Step One: Prepare the engraving table.

One reason that many people hate to do cut-outs is that they dislike the cleanup of the engraving area and the cleanup of the cut-out shape. They also fear cutting into their engraving table. I recommend cutting into the engraving table at least once. This will remove the fear and any future possibility of embarrassment. (If possible, engrave someone else’s name on the table other than your own.)

Start by placing a sacrificial piece of engraving stock on the table. Secure this with a good adhesive. Cover the entire engraving table if you plan to do large sheets of material. Any material will do including 1/32", 1/16", 1/8", etc. You will be able to use this material as a sacrificial surface many times so don’t get hung up on the expense. Pick an old piece of stock that's not a great seller, like hot pink over a fluorescent green. Or, maybe you keep some larger engraving mistakes around. Place the sheet face down and use the back as the surface to mount your cut-out material.

Step Two: Prepare the material to be cut.

Here's the key to the whole process. Regardless of the material you want to cut, you need to hold the cut-out object in place at all times. Most people would put a considerable amount of tape on the back of the sheet to be cut. They may miss placing tape directly under the cutout area and the part may move during engraving. What you need is a popular material used by vinyl sign-makers. It's called transfer tape. A sign-maker uses this tape to lift and place the vinyl image on a sign or banner. It has a low tack adhesive and leaves no residue. It can be purchased from almost any vinyl supplier in roll form. 12" wide works well since most engravers purchase their stock in 12" x 24" sheets. (See Figure 8.2.)


Place the transfer tape on the back of the cut-out sheet. Using just a few strips of double-sided tape, stick the sheet to the sacrificial surface. When you cut through the top material into the sacrificial piece beneath, the cut-out shape will not easily move, and, most importantly, when you peel off the transfer tape from the back of the cutout, no tape residue will need to be cleaned up.

Step Three: Set-up the spindle.

If there’s one thing that usually stumps the engraver, it’s setting up the spindle properly to cut all the way through the material. The optimum cut would be just through the material but not through the transfer tape. This is easily achieved by zeroing the cutter. Refer back to the Proper Depth Control section in Chapter 5 if you need to remember how this is done.

Step Four: Cut-out the shapes.

Most software will allow you to do the engraving on each piece before doing a cut-out operation. If and when possible, do the engraving first. You can predict the results and know that the orientation of the engraving to the shape is proper. This will not always be possible if the shapes are going to be cut and used at a later date. Additionally, holding or fixturing odd shapes later can be difficult.

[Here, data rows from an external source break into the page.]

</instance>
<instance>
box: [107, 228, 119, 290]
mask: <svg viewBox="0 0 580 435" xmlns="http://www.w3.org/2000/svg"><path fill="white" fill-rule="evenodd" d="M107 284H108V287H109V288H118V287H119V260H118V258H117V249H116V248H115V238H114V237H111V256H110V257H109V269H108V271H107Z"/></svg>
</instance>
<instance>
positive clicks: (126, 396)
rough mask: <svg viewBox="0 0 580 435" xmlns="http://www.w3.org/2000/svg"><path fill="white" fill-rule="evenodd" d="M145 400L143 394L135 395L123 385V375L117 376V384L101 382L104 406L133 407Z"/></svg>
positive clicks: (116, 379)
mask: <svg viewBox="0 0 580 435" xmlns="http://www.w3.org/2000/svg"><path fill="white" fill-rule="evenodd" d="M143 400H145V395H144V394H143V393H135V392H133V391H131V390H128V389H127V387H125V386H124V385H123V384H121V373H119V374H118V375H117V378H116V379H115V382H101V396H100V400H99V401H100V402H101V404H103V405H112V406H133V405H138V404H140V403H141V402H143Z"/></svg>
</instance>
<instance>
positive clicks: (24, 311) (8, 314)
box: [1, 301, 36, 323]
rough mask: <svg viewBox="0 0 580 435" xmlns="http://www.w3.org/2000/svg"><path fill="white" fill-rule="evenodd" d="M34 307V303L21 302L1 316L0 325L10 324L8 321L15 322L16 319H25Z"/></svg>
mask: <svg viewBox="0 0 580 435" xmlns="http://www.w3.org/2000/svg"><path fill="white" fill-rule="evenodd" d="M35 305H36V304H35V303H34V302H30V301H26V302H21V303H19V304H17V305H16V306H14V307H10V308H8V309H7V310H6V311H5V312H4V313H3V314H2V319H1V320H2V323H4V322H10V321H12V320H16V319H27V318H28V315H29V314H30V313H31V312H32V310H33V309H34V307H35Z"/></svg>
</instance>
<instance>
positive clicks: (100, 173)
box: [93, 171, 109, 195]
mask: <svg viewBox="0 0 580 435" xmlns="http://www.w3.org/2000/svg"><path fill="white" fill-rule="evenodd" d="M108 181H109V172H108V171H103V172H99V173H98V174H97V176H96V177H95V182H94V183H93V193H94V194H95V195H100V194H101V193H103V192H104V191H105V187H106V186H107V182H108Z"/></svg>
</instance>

To save some of the secondary operations like adding ring holes, etc., consider doing these steps before cutting out. It’s always easier to let the machine do the work for you. A cutter change may be necessary to add holes. Sometimes you can do it with the profile or parallel cutter already in place. It all depends on the look you want.

A simple rule of thumb when cutting out flexible material is to increase the cutter rpm and decrease the table speed. You're taking a lot more material and you'll need to slow it down a bit.

Step Five: Remove the cut-out pieces.

Simply lift the entire sheet of material off the sacrificial surface. You can weed out the undesirable material and remove the cutouts. If you add a couple of strips of tape to the sacrificial surface, you can usually set up the next job. After several plate changes you will need to put down a new sacrificial or at a minimum pull a little maintenance on the surface. Over time you will get some tape build-up which will need to be removed.